Пиши и продавай!
как написать статью, книгу, рекламный текст на сайте копирайтеров

 <<<     ΛΛΛ   

Вы лучше моего знаете, что беспокойство по поводу семейной легитимации - это то, что вызывает вибрацию как "Улисса", так и "Поминок по Финнегану". Сидя в том самолете, я как раз и размышлял о вызове и ловушке, потому что, говорил я себе, эти эксперты, обладающие благодаря долгому знакомству с Джойсом достаточным трезвомыслием и опытом, должны лучше других знать, до какой степени, несмотря на подобие сообщнических знаков, ссылок и цитат в каждой из моих книг, Джойс остается мне чуждым - как если бы я вообще его не знал. Они-то знают, что некомпетентность есть глубинная истина моего отношения к этому труду, который, в сущности, известен мне лишь опосредованным образом, по слухам, молве, "дескать" и "мол", по каким-то вторичным толкованиям, каким-то всегда лишь частичным прочтениям. Эти эксперты, говорил я себе, дождались момента, когда подлог, наконец, будет разоблачен, а где же еще лучше изобличить или выставить его напоказ, как не на открытии крупного симпозиума?
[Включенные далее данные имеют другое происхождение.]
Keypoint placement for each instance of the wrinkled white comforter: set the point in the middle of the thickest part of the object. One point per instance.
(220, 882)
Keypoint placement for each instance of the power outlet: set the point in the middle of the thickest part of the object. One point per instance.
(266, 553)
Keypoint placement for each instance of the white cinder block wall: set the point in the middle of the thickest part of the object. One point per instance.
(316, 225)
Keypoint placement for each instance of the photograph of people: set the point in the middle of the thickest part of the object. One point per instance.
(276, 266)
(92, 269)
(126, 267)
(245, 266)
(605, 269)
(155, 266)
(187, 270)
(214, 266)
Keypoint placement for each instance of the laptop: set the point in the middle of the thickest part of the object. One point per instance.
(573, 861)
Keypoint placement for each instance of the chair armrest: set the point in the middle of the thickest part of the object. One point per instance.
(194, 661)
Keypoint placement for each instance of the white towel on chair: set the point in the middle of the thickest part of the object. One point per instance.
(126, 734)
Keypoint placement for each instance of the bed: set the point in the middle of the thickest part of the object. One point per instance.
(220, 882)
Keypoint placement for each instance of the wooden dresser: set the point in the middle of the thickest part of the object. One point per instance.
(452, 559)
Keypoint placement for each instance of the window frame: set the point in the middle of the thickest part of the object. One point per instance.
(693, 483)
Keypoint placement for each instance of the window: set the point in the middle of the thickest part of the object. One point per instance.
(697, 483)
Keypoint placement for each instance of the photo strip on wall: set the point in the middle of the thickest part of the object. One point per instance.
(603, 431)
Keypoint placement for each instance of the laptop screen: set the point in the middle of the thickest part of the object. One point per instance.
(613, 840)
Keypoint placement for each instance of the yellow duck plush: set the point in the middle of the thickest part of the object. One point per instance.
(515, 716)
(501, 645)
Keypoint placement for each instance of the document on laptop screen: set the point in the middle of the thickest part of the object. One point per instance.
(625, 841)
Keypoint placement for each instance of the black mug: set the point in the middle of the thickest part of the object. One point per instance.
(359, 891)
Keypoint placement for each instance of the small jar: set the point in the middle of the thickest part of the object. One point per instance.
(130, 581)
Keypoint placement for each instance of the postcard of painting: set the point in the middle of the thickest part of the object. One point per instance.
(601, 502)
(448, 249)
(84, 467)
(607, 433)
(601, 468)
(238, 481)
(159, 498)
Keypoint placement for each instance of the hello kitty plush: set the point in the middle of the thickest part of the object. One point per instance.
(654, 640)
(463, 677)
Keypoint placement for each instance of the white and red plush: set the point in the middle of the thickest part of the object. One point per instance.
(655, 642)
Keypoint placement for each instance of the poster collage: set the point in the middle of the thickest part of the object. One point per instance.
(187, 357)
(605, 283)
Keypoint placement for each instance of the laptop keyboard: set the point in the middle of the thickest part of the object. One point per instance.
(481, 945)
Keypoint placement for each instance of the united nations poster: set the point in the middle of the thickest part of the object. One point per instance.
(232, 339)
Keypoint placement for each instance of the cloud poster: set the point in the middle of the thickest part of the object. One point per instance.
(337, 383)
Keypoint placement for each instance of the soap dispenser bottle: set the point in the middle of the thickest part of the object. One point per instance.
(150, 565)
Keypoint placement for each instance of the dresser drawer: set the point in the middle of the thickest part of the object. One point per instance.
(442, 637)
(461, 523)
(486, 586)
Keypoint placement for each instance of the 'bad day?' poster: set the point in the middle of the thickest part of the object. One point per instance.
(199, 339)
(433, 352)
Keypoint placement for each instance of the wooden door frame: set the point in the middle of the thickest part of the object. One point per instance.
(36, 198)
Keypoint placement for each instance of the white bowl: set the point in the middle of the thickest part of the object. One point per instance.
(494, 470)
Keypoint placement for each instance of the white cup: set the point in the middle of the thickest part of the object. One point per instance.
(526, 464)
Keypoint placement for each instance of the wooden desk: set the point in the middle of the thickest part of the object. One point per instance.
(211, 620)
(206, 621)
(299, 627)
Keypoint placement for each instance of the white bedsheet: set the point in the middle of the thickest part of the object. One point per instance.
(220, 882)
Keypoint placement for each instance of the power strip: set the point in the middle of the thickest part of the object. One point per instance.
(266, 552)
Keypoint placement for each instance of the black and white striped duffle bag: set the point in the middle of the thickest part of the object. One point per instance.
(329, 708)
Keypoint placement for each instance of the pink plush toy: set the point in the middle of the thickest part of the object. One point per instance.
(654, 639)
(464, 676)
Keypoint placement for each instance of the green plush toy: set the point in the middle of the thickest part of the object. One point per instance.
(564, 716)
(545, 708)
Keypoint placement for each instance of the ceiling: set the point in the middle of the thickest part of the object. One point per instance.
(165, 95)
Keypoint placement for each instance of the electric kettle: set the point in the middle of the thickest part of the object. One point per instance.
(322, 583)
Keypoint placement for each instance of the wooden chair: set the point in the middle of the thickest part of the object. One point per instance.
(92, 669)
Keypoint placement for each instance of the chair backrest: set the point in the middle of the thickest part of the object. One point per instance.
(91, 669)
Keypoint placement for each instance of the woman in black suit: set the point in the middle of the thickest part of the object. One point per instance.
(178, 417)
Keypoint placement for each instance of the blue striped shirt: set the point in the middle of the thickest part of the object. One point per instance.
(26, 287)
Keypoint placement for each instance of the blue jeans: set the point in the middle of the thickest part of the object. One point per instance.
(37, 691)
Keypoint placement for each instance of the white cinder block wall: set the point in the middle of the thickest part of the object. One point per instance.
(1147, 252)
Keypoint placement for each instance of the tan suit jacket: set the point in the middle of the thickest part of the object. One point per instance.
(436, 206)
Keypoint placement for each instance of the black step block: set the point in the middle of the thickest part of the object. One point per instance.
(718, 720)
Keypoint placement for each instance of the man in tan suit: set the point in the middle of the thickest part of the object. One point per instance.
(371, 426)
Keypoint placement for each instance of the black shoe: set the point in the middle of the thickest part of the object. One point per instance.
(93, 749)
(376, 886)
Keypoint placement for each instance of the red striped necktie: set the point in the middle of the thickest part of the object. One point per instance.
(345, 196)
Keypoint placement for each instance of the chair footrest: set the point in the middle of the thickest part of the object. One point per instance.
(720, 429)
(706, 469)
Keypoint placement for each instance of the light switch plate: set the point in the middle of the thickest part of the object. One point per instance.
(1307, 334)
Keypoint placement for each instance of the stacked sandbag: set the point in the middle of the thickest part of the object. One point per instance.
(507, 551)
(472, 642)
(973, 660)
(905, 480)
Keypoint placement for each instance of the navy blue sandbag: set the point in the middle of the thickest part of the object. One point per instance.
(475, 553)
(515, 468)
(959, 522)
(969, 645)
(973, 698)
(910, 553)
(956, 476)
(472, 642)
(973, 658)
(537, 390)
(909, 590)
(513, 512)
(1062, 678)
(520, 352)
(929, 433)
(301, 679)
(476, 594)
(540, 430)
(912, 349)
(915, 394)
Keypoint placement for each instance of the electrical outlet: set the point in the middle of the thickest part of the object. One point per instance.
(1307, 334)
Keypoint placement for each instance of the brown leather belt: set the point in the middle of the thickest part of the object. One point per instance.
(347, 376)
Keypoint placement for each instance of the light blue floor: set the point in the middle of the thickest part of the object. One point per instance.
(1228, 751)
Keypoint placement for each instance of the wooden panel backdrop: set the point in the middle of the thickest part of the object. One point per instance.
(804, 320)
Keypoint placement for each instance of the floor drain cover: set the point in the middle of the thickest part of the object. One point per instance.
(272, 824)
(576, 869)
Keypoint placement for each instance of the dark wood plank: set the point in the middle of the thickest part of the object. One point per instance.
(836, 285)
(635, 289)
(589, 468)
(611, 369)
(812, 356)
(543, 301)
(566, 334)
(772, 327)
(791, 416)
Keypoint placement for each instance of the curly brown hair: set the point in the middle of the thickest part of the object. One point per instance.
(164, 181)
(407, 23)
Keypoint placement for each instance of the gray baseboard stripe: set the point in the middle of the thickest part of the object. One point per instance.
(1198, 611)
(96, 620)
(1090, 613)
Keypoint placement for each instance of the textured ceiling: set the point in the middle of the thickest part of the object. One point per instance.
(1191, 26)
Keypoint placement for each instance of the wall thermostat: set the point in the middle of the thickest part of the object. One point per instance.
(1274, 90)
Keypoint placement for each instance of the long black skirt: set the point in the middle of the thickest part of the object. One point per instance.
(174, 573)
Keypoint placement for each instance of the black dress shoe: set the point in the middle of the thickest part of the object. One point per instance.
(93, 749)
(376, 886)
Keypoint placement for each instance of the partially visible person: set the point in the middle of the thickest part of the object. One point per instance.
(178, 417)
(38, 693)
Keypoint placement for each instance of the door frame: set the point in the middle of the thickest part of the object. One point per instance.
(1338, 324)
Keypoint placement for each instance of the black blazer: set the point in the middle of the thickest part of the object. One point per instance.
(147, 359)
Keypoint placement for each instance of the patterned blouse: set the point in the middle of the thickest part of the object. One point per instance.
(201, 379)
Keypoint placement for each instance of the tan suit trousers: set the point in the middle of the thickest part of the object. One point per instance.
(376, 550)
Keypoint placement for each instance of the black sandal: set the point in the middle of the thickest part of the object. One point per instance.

Тогда, чтобы защититься от этой гипотезы, почти уверенности, я задался вопросом: но в чем же все-таки, в конечном счете, состоит компетентность в случае Джойса? И чем может быть институт, или семейство, Джойса, джойсовский интернационал? Я не знаю, насколько далеко мы можем заходить, говоря о современности Джойса, но если таковая существует, то, помимо диспозитива почтовой и программофонной технологий, она основывается на том факте, что объявленный Джойсом проект засадить за работу поколения университетских ученых на века вавилонского строительства сам должен был быть выверен по модели технологии университетского разделения труда, которая не могла принадлежать минувшим векам. Замысел покорить своему закону огромные сообщества писателей и читателей, удержать их посредством нескончаемой трансференциальной цепочки перевода и предания можно равным образом приписать Платону и Шекспиру, Данте и Вико, не говоря уж о Гегеле и других законченных божествах. Но никому из них не удалось столь хорошо как Джойсу рассчитать свой ход, сообразовав его с определенными типами мировых исследовательских институтов, готовых использовать не только средства передвижения, коммуникации, организационного программирования, допускающие ускоренную капитализацию, какое-то безумное накопление процентов знания, заблокированных именем Джойса, который в то же самое время позволяет вам всем подписываться от его имени, как сказала бы Молли ("Я уж давно могла бы выписать себе недурной чек прописала бы на нем его имя" (702), но также и такие способы архивизации данных и консультации с ними, которые были не слыханными для всех дедушек, которых я только что назвал, забыв Гомера.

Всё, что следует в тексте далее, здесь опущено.